10.2 - 21.5.17
Pierre Huyghe
(Untitled) Human Mask
The exhibition
At Papirøen Copenhagen Contemporary presented a major work by the world-famous French artist Pierre Huyghe: the video installation (Untitled) Human Mask (2014). Set in a Japanese coastal city devastated by a tsunami, this video work takes us to an eerie world where fiction and reality, biology and culture mesh and merge.
Pierre Huyghe about Untitled (Human Mask)

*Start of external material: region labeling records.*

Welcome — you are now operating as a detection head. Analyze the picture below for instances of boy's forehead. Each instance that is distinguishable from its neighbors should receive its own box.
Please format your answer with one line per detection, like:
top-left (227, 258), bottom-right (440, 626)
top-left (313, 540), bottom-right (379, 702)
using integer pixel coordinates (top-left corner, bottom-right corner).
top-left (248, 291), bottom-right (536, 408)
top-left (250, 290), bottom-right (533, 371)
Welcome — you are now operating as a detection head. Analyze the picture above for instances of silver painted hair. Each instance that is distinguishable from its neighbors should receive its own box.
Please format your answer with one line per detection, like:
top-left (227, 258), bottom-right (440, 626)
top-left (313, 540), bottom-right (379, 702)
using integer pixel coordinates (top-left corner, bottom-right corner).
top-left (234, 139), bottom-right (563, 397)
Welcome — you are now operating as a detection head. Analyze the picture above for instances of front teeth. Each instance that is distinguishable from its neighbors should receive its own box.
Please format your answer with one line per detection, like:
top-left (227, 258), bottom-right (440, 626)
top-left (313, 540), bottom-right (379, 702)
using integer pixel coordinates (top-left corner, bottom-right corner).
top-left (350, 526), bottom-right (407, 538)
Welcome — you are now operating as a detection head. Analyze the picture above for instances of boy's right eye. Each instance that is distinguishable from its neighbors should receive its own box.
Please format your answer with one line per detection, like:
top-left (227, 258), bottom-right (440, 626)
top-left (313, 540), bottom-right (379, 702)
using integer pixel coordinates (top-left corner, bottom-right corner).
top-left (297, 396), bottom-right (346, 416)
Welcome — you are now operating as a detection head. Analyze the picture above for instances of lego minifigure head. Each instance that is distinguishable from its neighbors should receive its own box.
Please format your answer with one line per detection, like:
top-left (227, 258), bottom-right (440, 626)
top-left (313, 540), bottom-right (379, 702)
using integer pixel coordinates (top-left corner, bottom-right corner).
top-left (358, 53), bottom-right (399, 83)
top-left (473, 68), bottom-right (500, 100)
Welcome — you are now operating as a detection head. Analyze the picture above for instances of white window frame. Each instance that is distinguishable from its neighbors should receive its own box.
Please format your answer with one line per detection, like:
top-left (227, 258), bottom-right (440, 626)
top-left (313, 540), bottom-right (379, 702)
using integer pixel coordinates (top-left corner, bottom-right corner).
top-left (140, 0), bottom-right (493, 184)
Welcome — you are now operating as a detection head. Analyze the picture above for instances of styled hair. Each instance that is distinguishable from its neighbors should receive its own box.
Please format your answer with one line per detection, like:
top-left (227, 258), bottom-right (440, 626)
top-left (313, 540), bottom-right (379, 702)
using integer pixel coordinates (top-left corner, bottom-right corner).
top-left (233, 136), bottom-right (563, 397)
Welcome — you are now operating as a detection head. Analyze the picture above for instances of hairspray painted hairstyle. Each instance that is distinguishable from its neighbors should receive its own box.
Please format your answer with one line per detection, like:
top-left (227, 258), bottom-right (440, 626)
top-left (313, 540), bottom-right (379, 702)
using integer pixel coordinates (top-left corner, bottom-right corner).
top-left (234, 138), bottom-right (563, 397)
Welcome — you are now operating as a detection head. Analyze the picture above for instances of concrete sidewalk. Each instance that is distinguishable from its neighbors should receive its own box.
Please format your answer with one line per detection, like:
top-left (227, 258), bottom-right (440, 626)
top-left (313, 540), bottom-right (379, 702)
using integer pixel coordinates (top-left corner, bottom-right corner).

Human Mask is a bachelor rite. A monkey wearing a mask of a young woman, trained as a servant, unconscious enactor of a human labour; and a drone, an unmanned camera, programmed to perform tasks, inhabit the same landscape of Fukushima, just after the natural and technological disaster. The monkey, left alone in a restaurant, executes, like an automaton, the gesture it had been trained to do, in a pointless pattern of repetition and variation. Trapped inside a human representation, it became its sole mediator. Sometimes enacting the role of a servant, sometimes inoperative, endlessly waiting, subject to boredom, left between instruction and instinct. Behind the mask, a descendant of a common ancestor, in front of it a drone, a human’s natural extension.

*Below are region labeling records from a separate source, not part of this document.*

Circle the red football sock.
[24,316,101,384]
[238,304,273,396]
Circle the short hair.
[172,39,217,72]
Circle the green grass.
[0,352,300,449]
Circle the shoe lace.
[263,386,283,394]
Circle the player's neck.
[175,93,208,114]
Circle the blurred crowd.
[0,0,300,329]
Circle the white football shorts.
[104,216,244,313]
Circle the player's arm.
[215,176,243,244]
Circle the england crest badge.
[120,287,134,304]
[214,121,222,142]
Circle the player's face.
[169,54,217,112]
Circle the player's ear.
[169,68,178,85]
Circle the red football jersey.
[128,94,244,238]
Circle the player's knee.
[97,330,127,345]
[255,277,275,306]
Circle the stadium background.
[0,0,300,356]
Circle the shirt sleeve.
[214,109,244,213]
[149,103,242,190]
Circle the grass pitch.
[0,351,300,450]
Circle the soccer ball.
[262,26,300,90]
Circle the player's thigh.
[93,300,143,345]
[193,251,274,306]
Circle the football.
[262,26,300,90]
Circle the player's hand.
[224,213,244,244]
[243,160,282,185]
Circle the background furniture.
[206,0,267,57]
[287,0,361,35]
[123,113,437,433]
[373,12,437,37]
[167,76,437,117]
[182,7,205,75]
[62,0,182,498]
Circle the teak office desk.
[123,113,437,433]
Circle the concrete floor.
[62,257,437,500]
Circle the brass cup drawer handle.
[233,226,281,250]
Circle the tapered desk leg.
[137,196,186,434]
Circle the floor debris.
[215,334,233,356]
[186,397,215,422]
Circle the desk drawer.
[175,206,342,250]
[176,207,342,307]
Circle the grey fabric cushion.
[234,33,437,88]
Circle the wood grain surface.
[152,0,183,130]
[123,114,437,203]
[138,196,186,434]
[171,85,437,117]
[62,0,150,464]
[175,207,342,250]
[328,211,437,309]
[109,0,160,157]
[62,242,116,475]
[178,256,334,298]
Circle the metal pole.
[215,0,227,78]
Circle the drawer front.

In the dystopian setting of Untitled (Human Mask) Pierre Huyghe emphasizes the human impact on nature. Perhaps the work also reflects our present-day Anthropocene era; a time when mankind has become a force that changes the planet, affecting the physical and biological systems of Earth. Huyghe’s work shows us an apocalyptic world in which humanity appears to have been eradicated, and where the monkey’s lingering training is the only relic of human civilisation.

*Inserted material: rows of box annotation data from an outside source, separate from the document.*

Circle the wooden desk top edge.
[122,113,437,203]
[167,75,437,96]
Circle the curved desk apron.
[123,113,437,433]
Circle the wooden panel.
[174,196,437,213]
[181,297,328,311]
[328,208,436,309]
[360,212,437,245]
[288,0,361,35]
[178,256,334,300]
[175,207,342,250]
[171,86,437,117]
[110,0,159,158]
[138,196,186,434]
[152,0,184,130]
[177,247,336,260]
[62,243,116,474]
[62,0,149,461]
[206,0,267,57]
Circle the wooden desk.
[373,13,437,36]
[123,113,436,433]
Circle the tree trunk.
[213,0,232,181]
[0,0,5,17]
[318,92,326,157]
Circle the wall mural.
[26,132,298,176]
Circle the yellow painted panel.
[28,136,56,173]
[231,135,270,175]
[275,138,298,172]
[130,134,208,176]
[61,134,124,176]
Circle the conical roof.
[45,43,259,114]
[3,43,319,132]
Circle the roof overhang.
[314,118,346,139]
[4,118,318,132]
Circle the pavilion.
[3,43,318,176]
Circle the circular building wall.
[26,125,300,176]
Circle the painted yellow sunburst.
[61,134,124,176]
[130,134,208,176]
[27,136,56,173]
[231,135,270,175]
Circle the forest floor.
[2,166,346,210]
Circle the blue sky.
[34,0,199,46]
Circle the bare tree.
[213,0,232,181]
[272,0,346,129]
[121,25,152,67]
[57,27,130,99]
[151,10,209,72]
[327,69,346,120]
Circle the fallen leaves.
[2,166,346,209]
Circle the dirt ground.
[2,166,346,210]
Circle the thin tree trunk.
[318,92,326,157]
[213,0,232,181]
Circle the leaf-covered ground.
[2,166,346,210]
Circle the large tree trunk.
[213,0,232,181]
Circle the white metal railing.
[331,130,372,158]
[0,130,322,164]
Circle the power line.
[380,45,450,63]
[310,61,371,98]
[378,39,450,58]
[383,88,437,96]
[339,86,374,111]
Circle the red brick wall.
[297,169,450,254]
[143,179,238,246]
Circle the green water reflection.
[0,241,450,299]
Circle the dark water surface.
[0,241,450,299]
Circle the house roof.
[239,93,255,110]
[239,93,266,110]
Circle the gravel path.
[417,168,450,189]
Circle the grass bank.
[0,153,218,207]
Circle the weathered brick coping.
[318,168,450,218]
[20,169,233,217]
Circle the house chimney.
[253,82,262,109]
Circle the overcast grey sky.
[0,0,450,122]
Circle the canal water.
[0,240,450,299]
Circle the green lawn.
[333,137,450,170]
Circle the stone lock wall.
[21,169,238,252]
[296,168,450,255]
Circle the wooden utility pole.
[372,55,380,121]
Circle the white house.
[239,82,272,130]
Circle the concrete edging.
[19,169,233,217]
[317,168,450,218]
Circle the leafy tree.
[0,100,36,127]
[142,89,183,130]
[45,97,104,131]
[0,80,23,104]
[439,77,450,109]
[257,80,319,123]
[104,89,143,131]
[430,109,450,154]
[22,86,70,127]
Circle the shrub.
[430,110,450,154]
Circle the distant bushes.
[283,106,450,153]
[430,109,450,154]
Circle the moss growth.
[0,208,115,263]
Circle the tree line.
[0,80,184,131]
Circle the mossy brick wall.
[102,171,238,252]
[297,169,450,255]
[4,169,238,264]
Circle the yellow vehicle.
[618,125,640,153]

Untitled (Human Mask) captures a number of significant themes in Pierre Huyghe’s body of work. The enigmatic and uncanny situations found in the film suggest a collapse between both biological and cultural distinctions.
About Pierre Huyghe
Pierre Huyghe (b.1962 in Paris) lives and works in New York and Chile. Huyghe is one of the most important contemporary artists today. His works blur the boundaries between supposed opposites: the living and the inanimate, the real and the symbolic; animal, man and machine. Ever since the early 1990s Huyghe has worked with the exhibition format as a mode of presentation, challenging its conventional forms and setups. Like a choreographer of art he compiles and conceives of each work as a dynamic whole that exists and changes independently of our presence – like an autonomous organism. Pierre Huyghe has presented countless solo exhibitions, including at MoMA, New York; The Metropolitan Museum of Art, New York; LACMA, Los Angeles; Centre Georges Pompidou, Paris; Tate Modern, London; and Ludwig Museum, Cologne.